Rut’s face fell. “No real beer?”

“Not too many of these boys go for the premium stuff. I do have a few bottles of Guinness in the cooler.”

“You talked me into it. And one for my young friend here.”

“Care for anything to eat?”

“I could go for one of your world-famous chili dogs.”

“Make it two,” Mitch said.

Steve hobbled off to take care of their order.

“His daddy, Jim, was my best friend in the whole world back when I was a boy,” Rut recalled. “Jim got a degree in forestry and started a tree-cutting business when he got home from Korea. Did real well at it and passed it on to Steve, but a big oak limb broke loose on Steve when he was up in the bucket truck right after Hurricane Bob. Knocked him all of the way to the ground. Shattered his left hip, a whole bunch of ribs. He recovered but he couldn’t do that kind of work anymore, so he opened this place.”

Steve returned with their beers and went off to make their chili dogs.

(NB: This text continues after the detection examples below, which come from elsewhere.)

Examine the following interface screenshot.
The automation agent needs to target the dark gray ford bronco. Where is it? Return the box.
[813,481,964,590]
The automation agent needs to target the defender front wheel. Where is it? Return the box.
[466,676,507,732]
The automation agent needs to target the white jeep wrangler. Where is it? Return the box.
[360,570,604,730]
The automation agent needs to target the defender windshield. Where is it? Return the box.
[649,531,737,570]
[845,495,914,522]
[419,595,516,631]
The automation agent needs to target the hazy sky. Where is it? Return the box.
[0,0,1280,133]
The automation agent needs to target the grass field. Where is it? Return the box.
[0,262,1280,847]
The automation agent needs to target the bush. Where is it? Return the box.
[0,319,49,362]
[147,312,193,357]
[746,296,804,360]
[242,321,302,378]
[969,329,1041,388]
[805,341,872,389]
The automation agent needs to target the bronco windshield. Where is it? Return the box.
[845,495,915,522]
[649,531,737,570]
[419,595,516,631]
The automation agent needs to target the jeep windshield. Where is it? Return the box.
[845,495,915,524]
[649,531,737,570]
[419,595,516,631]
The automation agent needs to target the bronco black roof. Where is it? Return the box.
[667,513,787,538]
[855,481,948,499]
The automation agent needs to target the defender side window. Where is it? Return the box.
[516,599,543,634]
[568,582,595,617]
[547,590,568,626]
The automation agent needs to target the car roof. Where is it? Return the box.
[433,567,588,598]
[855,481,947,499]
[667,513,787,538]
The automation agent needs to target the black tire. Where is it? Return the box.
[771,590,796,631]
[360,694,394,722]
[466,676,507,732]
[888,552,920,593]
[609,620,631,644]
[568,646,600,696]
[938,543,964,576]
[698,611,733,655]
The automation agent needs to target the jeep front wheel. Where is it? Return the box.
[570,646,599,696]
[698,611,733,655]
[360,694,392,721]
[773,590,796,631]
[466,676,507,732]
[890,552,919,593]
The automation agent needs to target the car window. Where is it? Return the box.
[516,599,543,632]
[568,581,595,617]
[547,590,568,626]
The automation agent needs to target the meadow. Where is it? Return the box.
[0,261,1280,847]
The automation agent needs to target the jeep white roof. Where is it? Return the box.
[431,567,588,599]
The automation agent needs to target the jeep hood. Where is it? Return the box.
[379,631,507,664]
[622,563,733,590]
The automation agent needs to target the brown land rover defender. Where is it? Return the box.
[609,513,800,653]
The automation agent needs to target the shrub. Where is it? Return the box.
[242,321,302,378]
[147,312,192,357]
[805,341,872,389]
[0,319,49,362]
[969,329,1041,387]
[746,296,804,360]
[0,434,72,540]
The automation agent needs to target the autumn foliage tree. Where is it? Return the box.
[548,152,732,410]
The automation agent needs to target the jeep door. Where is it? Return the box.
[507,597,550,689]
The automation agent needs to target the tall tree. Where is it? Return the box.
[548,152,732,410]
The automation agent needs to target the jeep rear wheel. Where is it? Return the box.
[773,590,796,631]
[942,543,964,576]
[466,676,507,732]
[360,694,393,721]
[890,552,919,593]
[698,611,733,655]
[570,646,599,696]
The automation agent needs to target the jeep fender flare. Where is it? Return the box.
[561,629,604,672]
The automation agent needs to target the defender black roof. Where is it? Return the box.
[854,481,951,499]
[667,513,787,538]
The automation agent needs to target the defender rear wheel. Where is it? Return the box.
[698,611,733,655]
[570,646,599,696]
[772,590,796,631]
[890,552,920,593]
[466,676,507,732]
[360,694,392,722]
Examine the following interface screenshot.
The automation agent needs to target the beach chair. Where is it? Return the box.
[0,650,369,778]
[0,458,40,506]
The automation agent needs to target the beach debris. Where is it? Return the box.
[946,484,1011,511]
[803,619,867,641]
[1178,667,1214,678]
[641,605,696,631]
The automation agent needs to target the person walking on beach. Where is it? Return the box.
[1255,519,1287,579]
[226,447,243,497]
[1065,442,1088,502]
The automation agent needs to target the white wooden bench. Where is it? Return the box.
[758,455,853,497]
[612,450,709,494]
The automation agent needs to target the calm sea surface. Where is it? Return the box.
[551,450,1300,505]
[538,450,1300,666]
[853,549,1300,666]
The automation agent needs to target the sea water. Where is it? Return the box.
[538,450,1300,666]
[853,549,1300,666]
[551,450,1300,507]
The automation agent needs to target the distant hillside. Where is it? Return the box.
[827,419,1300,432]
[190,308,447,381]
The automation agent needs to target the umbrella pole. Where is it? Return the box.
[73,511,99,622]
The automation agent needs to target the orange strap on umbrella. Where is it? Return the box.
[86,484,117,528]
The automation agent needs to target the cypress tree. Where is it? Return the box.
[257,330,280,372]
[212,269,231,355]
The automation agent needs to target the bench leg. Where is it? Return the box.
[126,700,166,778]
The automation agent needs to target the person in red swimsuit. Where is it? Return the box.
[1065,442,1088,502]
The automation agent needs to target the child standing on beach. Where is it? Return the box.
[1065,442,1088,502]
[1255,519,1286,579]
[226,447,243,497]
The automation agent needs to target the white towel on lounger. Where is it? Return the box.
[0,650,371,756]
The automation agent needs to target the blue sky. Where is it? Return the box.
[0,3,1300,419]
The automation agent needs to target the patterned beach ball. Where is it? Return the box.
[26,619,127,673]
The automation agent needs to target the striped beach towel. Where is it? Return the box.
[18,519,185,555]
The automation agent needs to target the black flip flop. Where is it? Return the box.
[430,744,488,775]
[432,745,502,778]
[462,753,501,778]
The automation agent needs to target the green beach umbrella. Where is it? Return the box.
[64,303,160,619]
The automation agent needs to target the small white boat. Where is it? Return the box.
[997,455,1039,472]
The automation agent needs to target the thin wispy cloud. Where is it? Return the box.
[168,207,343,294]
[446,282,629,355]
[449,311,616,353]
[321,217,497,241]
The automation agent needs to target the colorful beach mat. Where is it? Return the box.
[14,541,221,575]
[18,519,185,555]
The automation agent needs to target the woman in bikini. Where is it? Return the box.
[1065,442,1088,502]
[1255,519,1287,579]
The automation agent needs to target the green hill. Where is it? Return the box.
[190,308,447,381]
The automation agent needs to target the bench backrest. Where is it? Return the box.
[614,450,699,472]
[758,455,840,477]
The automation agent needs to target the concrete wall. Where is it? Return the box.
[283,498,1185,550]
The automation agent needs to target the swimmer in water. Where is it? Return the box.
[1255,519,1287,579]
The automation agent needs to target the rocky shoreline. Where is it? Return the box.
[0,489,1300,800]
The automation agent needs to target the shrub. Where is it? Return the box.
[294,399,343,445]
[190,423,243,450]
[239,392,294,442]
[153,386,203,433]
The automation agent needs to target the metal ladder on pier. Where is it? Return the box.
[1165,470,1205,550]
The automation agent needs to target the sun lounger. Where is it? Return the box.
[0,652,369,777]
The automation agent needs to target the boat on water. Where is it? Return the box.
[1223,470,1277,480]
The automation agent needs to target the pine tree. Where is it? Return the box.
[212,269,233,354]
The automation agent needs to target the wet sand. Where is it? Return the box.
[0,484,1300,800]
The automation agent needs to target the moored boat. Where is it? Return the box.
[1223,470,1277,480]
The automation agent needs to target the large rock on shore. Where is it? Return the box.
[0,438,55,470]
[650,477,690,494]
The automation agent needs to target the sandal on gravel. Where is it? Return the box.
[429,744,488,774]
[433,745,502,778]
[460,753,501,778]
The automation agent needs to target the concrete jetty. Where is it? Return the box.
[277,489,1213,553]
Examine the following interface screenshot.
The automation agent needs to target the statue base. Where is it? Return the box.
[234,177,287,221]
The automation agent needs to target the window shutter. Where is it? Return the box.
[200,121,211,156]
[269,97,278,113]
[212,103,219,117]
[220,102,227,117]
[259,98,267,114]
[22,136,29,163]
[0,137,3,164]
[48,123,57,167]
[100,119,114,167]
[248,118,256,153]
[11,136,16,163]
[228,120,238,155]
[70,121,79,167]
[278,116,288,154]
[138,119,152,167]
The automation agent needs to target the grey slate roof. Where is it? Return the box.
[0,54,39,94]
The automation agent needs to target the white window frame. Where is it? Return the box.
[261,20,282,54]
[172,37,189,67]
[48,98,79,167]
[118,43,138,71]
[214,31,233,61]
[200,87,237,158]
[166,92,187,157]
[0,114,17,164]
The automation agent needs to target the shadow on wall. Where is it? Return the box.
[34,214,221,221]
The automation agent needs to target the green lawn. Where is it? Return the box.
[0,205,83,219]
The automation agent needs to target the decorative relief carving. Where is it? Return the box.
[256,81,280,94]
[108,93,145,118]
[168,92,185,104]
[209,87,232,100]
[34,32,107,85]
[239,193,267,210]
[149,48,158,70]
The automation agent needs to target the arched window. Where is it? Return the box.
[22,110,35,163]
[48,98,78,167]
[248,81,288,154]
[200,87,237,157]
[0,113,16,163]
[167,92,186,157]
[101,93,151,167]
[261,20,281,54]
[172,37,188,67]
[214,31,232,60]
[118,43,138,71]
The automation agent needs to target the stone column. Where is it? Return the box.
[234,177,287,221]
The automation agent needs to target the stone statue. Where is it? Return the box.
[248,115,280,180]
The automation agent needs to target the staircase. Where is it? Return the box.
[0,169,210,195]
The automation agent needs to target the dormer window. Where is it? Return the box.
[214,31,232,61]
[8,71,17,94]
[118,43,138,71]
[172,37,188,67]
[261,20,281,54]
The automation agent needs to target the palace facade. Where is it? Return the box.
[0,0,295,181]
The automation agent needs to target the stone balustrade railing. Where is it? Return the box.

Rut took a thirsty gulp, sighing contentedly. “Thanks for bringing me here, Mitch. It’s been a long time. I used to stop in pretty regular when I was still working for a living.”

“Has it changed much?”

“Not a bit.”

Mitch glanced around, noticing two guys who were drinking coffee together at a table in the corner by the window. They didn’t exactly blend in with the crowd. One was an enormous twenty-something body builder who looked as if he devoted most of his time to trying to look scary—which, in Mitch’s opinion, he succeeded at quite admirably. The other guy was older, in his fifties, and nattily attired in a yellow turtleneck sweater, gray flannel slacks and a tan Kangol cap. He had an intense, focused air about him and was on his cell phone nonstop. A customer moseyed by and murmured something to him. He nodded and the customer walked away.

“Rut, who’s that guy over there in the tan cap?”

Rut peered at him through his thick black-framed glasses. “Don’t know him. But the big gorilla’s Tommy Stratton. That one’s as mean as a snake. Used to throw raw eggs at Sheila Enman when he was a little kid.”

“Why’d he do that?”

“Well, sir, every day after school Tommy liked to beat the living daylights out of the little boy who lived next door to Sheila. One day she told him to pick on someone his own size. So he started throwing eggs at her every time she set foot outside her door. She had to call the resident trooper on him. They call him Tommy the Pinhead on account of he’s built so thick through the neck—
and
he’s a pinhead. Barely finished high school. Washed out of the U.S. Army. Now it looks to me like he’s hired muscle for that there shady character in the tan cap. Want me to find out who he is?”

“I wouldn’t say no.”

Steve came back with their chili dogs. “Here you go, gentlemen,” he said, setting paper plates before them.